April 18 (Bloomberg) -- Colombia’s peso advanced from a 15-month low following gains in crude oil, the South American nation’s biggest export.
The peso appreciated 0.4 percent to 1,841.40 per dollar at the close in Bogota, erasing an earlier drop. It plunged yesterday to 1,849.04, the weakest level since January 2012.
“Oil is gaining,” Lucia Duarte, a foreign-exchange strategist at Bancolombia SA, the nation’s biggest bank, said in a phone interview from Bogota. “After breaking a significant resistance level yesterday, the exchange rate is facing a new level at 1,853. That provides room for corrections.” Resistance refers to a level where dollar sell orders are clustered.
Crude oil, which accounts for about 40 percent of Colombia’s sales abroad, rose from a four-month low on signs that recent declines in the commodity were hard to sustain.
The peso, which strengthened 9.7 percent in 2012, has slumped 4 percent this year.
Speculation that the central bank will extend its plan to buy dollars will limit gains in the peso, according to Duarte.

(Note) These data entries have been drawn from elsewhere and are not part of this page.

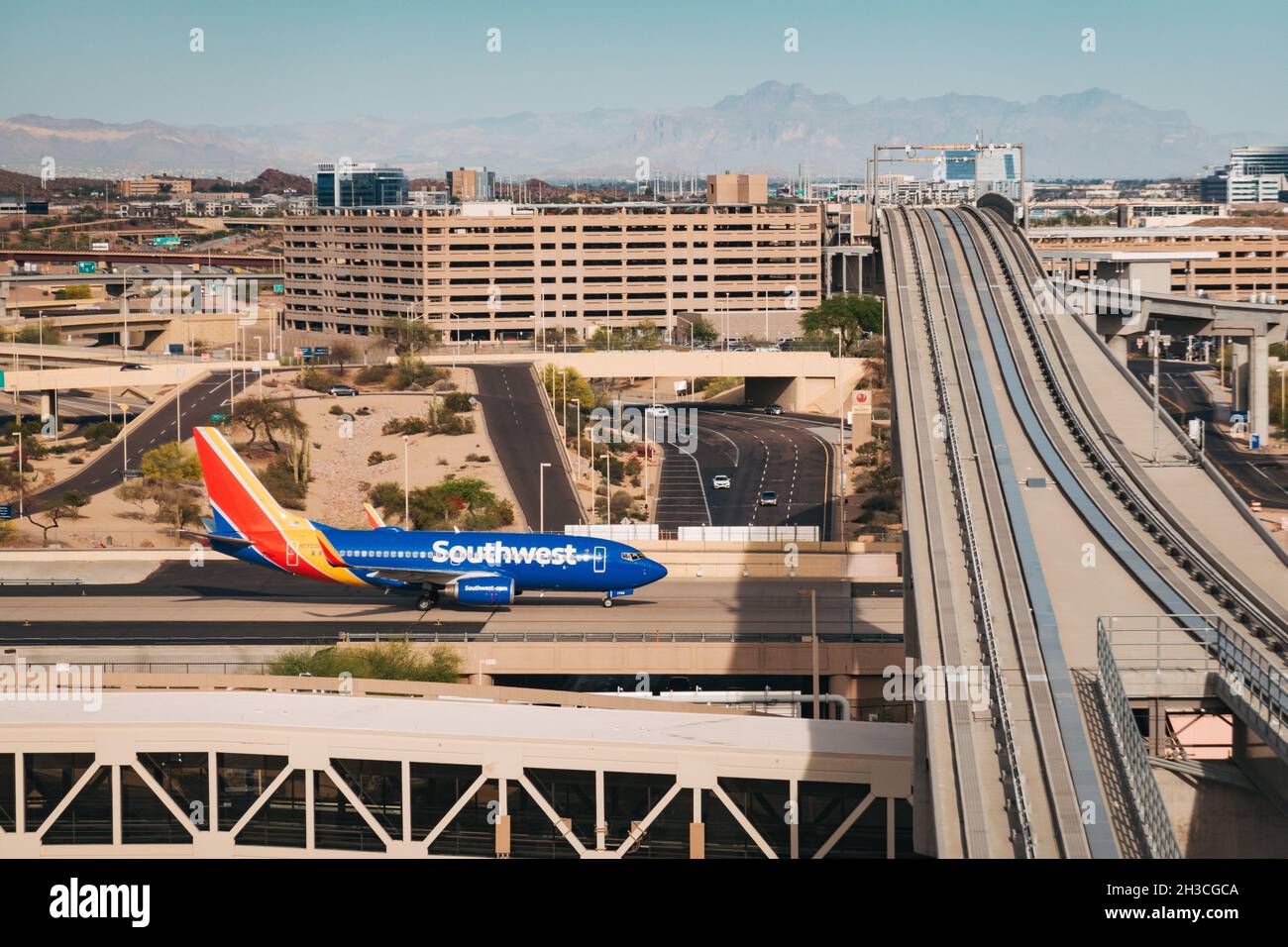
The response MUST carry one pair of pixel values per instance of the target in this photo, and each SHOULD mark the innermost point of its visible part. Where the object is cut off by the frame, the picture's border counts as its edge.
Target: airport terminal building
(497, 270)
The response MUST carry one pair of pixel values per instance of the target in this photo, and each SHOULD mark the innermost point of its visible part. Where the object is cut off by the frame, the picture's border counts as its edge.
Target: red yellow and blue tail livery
(471, 569)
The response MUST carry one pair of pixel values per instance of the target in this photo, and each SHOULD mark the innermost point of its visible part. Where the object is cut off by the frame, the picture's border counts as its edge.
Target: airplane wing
(426, 577)
(215, 538)
(434, 577)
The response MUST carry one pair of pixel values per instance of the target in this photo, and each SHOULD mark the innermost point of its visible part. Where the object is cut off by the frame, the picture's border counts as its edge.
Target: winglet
(373, 517)
(329, 552)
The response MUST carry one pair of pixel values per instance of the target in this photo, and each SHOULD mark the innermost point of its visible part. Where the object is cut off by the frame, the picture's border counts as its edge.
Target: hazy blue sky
(266, 62)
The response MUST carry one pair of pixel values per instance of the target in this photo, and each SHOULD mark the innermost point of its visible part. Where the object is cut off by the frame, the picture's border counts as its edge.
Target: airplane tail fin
(241, 504)
(374, 517)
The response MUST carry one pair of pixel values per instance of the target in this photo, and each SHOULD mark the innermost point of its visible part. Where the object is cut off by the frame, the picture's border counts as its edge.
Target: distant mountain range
(772, 128)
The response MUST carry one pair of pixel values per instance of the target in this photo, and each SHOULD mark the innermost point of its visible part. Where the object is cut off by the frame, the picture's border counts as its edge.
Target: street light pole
(178, 401)
(541, 478)
(406, 480)
(125, 440)
(1153, 341)
(812, 634)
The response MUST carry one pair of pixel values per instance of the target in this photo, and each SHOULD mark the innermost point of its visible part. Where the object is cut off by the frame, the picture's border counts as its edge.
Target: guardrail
(618, 637)
(1146, 799)
(1158, 644)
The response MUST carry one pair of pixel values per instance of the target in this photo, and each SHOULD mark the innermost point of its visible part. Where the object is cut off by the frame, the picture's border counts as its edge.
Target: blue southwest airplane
(471, 569)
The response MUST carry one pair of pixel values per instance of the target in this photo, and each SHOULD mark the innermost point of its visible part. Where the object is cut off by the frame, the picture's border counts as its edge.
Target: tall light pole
(22, 475)
(178, 411)
(541, 478)
(406, 479)
(1153, 346)
(125, 311)
(578, 402)
(812, 634)
(125, 440)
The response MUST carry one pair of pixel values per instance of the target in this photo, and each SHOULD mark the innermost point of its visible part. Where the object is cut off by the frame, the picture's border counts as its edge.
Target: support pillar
(1119, 347)
(1258, 388)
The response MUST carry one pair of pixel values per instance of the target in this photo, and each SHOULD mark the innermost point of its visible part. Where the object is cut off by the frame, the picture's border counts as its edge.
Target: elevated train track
(993, 406)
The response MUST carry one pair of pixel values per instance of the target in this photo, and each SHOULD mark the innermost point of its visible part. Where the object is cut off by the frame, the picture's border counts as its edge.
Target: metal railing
(1162, 644)
(1145, 796)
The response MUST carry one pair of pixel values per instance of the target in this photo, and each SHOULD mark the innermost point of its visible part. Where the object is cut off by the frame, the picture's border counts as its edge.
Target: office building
(1258, 158)
(360, 185)
(737, 188)
(155, 187)
(472, 184)
(501, 270)
(1254, 188)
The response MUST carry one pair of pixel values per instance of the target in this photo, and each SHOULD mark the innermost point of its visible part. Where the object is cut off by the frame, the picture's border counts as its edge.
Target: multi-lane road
(789, 455)
(1262, 478)
(519, 428)
(196, 405)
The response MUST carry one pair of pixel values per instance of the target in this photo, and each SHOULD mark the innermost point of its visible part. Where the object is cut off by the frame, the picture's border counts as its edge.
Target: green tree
(269, 416)
(410, 335)
(65, 506)
(702, 330)
(384, 661)
(849, 312)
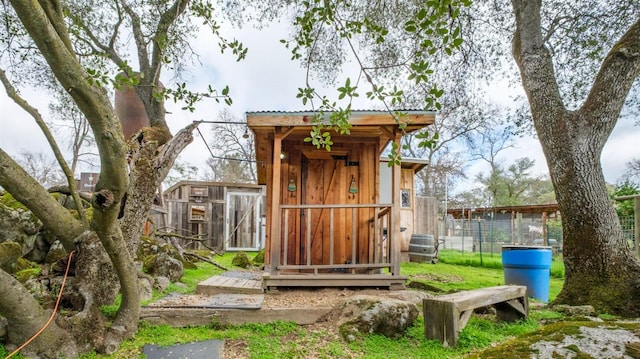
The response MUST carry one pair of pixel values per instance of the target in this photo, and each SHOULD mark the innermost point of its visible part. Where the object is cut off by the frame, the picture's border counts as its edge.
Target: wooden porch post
(275, 204)
(395, 214)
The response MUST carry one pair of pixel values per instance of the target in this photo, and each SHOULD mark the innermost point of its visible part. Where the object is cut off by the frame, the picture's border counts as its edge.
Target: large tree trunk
(599, 267)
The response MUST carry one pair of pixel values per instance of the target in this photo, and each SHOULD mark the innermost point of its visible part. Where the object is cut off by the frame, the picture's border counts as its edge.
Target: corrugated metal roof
(362, 112)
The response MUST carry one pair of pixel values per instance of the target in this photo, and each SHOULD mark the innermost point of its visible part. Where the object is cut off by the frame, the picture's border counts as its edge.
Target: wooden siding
(182, 197)
(321, 180)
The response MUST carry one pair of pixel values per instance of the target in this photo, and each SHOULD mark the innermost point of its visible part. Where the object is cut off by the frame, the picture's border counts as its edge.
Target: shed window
(199, 191)
(405, 198)
(197, 213)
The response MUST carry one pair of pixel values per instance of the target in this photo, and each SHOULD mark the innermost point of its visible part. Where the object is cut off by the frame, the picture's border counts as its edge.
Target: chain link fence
(488, 236)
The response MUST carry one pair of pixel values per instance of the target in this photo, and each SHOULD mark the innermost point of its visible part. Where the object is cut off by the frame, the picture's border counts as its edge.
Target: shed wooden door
(323, 183)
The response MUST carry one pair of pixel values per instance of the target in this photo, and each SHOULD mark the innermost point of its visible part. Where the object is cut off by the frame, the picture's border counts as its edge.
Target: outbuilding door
(322, 182)
(242, 231)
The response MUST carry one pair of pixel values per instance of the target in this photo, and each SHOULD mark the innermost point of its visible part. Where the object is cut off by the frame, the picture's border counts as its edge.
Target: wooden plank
(484, 296)
(445, 316)
(337, 280)
(275, 203)
(394, 231)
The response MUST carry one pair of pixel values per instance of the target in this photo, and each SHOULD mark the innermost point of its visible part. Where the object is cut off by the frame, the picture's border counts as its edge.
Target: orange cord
(55, 309)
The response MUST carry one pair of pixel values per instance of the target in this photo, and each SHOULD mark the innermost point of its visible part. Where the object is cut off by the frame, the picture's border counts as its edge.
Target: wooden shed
(227, 216)
(325, 222)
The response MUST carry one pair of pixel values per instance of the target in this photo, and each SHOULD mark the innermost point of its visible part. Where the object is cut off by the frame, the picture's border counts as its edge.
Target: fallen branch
(205, 259)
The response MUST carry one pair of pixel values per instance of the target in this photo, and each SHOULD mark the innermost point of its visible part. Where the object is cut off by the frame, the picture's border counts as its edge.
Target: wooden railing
(379, 238)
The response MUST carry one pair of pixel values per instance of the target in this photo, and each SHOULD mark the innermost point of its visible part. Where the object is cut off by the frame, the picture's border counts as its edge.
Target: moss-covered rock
(241, 260)
(363, 315)
(56, 253)
(10, 252)
(24, 275)
(259, 258)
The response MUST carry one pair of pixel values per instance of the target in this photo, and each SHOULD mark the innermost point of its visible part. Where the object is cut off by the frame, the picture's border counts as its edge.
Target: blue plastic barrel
(530, 266)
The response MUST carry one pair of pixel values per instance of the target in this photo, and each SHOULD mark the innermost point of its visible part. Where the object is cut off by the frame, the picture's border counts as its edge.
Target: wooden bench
(445, 316)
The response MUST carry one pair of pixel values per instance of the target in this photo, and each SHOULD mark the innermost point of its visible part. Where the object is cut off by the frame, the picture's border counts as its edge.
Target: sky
(268, 81)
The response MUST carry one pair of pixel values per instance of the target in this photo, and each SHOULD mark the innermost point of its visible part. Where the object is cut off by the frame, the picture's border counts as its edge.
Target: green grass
(456, 271)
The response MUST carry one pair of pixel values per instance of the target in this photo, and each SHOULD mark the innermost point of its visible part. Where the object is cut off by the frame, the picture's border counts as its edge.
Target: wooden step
(225, 284)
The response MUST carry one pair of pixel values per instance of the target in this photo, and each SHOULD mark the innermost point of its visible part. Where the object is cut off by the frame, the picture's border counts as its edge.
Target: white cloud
(268, 81)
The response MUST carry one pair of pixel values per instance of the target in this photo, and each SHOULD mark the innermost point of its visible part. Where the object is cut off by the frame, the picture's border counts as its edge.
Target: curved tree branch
(30, 193)
(12, 93)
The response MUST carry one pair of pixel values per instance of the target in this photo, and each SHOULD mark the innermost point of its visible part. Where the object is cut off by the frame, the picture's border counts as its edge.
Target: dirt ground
(604, 341)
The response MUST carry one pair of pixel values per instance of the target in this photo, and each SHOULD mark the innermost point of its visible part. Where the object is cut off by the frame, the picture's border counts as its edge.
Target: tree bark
(599, 268)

Banco de la Republica said Jan. 28 it will purchase at least $30 million a day, bringing purchases in the foreign-exchange market to $3 billion from February to May.
Policy makers will probably announce an extension to the dollar-purchase program at their April 26 monetary policy meeting, Duarte predicted.
“Next week’s Banrep meeting has the market nervous,” Duarte said. “Given the global environment, lower foreign direct investment and the government’s verbal intervention,” the trend is for a weaker peso, she said.
Finance Minister Mauricio Cardenas has said he expects the currency to weaken to 1,900 and wants to “get there quickly.”
Colombia announced on April 15 as part of an economic stimulus that it will adjust rules on risk and profitability governing pension funds to weaken the peso by encouraging them to invest more abroad. It also said a royalties fund controlled by the government known as Fonpet will buy $500 million this year to invest in assets abroad and keep another $500 million overseas rather than bringing the money back into Colombia.
Yields on Colombia’s peso bonds maturing in 2024 fell three basis points, or 0.03 percentage point, to 4.91 percent, according to the stock exchange.